La situación genera fuertes cuestionamientos a la gestión de Javier Iguacel, actual intendente de Capitán Sarmiento, exfuncionario del macrismo, afiliado al PRO y parte de Juntos por el Cambio. Se sospecha que parte de esos fondos podrían haber sido utilizados para financiar su campaña electoral en la localidad bonaerense.
El convenio contemplaba mejoras en las rutas nacionales 5, 7, 8, 22 y 34, como la colocación de señalización inteligente, tachas reflectivas, luces LED y demarcación vial especial. Sin embargo, tras una auditoría técnica encargada a la Asociación Argentina de Carreteras, se constató que las obras no fueron ejecutadas. En algunos tramos sólo se hallaron intervenciones defectuosas, carteles mal ubicados o materiales sin instalar.
El informe fue respaldado por documentación elaborada por Luis Goldín, quien se desempeñaba como director jurídico de Seguridad Vial. En su investigación interna, Goldín también incluyó las respuestas de las empresas que debían llevar adelante las obras, las cuales negaron haber recibido instrucciones o realizar tarea alguna. “Los fondos se transfirieron, pero no hay rastro del uso real”, sostuvo el letrado.

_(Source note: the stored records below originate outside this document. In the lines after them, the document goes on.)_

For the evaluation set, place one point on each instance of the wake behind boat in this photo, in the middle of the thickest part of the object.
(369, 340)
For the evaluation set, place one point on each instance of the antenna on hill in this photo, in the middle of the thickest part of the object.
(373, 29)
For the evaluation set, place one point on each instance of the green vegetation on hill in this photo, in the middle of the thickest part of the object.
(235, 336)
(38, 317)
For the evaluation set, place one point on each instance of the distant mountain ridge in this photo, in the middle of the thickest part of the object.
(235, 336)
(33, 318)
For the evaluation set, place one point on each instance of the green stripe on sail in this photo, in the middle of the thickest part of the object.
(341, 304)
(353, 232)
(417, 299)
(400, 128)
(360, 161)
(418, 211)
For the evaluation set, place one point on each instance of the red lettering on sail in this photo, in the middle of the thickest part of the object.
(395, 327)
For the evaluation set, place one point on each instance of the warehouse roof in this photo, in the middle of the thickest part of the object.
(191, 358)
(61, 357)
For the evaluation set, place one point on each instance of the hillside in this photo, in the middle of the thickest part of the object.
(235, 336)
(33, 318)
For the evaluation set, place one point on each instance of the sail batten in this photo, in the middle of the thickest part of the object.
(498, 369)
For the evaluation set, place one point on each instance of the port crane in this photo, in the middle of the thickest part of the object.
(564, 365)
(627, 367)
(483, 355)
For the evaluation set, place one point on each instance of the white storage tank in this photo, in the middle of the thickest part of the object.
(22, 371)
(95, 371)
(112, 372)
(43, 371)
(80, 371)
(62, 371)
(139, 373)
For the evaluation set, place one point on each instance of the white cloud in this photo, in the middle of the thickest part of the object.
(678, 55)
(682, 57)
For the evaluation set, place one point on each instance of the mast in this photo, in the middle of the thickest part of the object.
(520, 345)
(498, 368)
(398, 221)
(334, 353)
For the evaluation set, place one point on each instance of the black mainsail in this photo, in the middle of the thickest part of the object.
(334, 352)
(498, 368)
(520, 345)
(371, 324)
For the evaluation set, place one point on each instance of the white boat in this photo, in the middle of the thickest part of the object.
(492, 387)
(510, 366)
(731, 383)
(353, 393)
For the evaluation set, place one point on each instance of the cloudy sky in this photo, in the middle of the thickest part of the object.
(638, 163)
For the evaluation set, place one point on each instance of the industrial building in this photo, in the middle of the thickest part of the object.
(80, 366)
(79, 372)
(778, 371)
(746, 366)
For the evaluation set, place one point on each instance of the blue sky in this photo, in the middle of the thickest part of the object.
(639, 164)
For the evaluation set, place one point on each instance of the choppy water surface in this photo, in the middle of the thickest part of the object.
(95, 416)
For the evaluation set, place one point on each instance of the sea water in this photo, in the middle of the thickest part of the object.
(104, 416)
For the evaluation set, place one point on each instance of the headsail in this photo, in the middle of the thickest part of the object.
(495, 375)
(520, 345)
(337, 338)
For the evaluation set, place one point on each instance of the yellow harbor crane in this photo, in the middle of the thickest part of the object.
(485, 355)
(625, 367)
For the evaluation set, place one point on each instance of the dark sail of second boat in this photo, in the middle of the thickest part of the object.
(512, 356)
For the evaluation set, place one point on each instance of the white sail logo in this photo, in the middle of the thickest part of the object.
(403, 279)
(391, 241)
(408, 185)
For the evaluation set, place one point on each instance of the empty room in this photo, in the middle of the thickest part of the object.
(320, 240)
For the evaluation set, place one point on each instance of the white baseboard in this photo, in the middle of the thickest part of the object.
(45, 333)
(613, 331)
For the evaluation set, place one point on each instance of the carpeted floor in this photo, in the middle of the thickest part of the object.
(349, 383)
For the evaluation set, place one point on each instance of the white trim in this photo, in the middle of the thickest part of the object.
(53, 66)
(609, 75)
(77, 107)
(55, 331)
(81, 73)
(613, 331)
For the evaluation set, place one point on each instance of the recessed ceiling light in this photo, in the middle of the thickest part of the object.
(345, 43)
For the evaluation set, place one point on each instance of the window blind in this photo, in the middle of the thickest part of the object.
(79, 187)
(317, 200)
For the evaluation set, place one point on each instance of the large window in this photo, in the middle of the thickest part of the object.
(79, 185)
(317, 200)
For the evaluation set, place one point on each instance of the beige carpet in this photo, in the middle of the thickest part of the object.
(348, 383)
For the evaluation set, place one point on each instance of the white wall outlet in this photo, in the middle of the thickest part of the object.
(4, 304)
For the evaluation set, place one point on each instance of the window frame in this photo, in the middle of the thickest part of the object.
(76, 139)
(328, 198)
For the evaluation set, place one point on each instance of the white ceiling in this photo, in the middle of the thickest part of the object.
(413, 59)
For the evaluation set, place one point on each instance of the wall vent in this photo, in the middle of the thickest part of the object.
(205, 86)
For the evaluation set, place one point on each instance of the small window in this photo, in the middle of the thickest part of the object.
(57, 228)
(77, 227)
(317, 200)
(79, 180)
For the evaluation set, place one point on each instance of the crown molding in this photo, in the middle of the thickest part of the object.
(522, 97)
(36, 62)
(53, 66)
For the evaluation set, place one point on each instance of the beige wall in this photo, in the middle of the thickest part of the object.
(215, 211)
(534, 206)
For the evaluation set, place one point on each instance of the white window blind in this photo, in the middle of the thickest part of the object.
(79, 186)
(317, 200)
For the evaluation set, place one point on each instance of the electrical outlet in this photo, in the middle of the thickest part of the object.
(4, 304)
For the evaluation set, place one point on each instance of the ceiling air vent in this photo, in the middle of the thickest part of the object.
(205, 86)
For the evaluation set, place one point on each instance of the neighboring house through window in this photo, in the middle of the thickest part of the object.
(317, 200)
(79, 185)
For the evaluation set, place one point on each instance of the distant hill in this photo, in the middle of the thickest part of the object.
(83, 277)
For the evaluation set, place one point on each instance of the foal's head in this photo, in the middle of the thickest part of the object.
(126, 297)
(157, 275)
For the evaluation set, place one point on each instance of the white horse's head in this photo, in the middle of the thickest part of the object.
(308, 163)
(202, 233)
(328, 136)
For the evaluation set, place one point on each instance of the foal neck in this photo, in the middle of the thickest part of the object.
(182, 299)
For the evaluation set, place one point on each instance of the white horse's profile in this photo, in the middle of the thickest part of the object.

La causa judicial, a cargo del juez federal Julián Ercolini y el fiscal Gerardo Pollicita, se encuentra sin avances desde hace cuatro años. La inacción de los magistrados ha sido duramente cuestionada, especialmente por sectores que recuerdan que ambos protagonizaron causas contra referentes del kirchnerismo, promovidas precisamente por el entonces funcionario Iguacel.
El diputado nacional Rodolfo Tailhade denunció penalmente a Iguacel y a Guillermo Dietrich, exministro de Transporte, por el presunto delito de malversación de caudales públicos. En el informe presentado se detallan las inconsistencias del uso de los fondos y el incumplimiento sistemático de los contratos firmados entre los organismos estatales y los proveedores privados.
En paralelo, Iguacel, que se alejó de la gestión pública, ahora incursiona en el negocio energético. Según trascendidos, estaría desarrollando maniobras financieras que le permitirían captar ganancias multimillonarias con mínima inversión, mediante la adquisición de activos de YPF a través de sociedades de bajo capital inicial.
Mientras la Justicia mantiene paralizada la causa, las voces críticas insisten en que se profundice la investigación para determinar si los recursos públicos destinados a salvar vidas en las rutas argentinas terminaron alimentando una campaña política partidaria.